The nicotine (chemical) addiction does not last that long, it is out of your system rather quickly (ten days? I am not sure, but just that this is not really the hard part!). The habit addiction is just like any other habit, it is repeated so often and associated with many triggers that we just automatically reach for a cigarette in certain situations. Pouring the coffee, seeing the beer, sitting down with friends (even after I quit, when I would go out with my friends and as they all reached into their purses to get a cigarette, my hand would be going into my purse automatically! and then I would laugh and realize what was going on. It doesn’t happen any more!) It takes a longer time to break a habit. Some say 21 days but after checking into the evidence for this, the reality is everyone is different. It can take a shorter time for some to get over it and longer for others. But eventually, it goes away. Starting a new, healthier habit to replace the old bad habit has been shown to help. For me, don’t laugh, but I took up jogging! I remember the first time I went out and slowly jogged a mile. It probably took me a half hour, but it did not matter, I felt so good. It ended up turning into another “habit” but this time, it was a good one and changed my life. To this day, I need to get outside and move to feel good (maybe not running, maybe sometimes jogging, mowing, gardening, biking or walking, but still, it is a good habit that helped me get over the unhealthy one). Unfortunately, we know that our brain connections for the bad habit remain there and that is why some people go right back to smoking (or another habit) if they slip up. Over time though, these connections get very weak and this is less likely to happen. Creating really strong healthy connections in our brains through repeating the new healthy habit over and over really does help (such as my need to move now is so ingrained, the connections in my brain are strong after all these years of repetition!)

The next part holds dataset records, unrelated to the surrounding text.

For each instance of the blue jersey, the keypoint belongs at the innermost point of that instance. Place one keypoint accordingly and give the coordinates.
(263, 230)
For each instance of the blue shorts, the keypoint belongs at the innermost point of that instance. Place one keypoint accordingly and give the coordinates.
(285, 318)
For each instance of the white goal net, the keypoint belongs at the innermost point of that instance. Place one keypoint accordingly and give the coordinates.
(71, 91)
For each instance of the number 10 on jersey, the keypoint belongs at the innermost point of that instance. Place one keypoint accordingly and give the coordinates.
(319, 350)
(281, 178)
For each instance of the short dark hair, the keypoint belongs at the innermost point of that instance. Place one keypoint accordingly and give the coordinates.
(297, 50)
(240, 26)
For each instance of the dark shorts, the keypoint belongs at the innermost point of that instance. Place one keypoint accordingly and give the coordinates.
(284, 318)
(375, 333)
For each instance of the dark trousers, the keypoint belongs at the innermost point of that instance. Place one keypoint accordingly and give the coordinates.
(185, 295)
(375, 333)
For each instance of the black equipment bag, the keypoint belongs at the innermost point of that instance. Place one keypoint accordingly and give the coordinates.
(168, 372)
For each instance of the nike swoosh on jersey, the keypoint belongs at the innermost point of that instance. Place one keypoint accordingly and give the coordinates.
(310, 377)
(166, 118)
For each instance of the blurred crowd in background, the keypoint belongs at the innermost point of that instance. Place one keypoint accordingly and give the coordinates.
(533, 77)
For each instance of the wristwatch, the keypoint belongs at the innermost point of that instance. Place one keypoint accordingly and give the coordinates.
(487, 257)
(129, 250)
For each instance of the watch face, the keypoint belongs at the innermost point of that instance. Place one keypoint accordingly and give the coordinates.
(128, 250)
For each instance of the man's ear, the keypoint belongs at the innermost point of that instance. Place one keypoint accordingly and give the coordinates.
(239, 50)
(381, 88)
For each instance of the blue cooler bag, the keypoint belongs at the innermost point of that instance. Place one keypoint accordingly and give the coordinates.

Finally, the emotional addiction was the part I never knew until I learned to teach that class. It all made sense to me why I cried that day I decided to be a “non-smoker”. What I had been doing was using cigarettes and smoking as a “friend” who was always there, that I could turn to. It filled up the spaces in between the other stuff in my day. I was never alone! So when I made that decision, it felt like a death. I know it sounds ridiculous but for those of you who have gone through it, or maybe have given up something else in your life that was an addiction, you know what I mean. After that day, I had to learn to be alone in between those times. Over the years, I learned to LOVE being alone with my own thoughts to figure things out, create, dream, relax. Anything! anything but smoking. But it was not easy in the beginning.

So that is the story of my addiction. I have been thankful for this experience because it has helped me be more empathetic to the patients I have worked with who may have some very unhealthy habits and addictions with eating, dieting, over exercising, etc. It is not about willpower, it is not easy to change and it is much more complicated than anyone can imagine. But it is doable. Maybe you DO have to try 10 times before you succeed. Maybe you DO have to lose something that feels like a friend to you. Making that “choice” is the hard part. Substituting a positive and healthy behavior does help and may be the only way.

Now, off to my gardening!

PS Both of my parents have thankfully quit decades ago! In their 80’s and going strong, thankfully.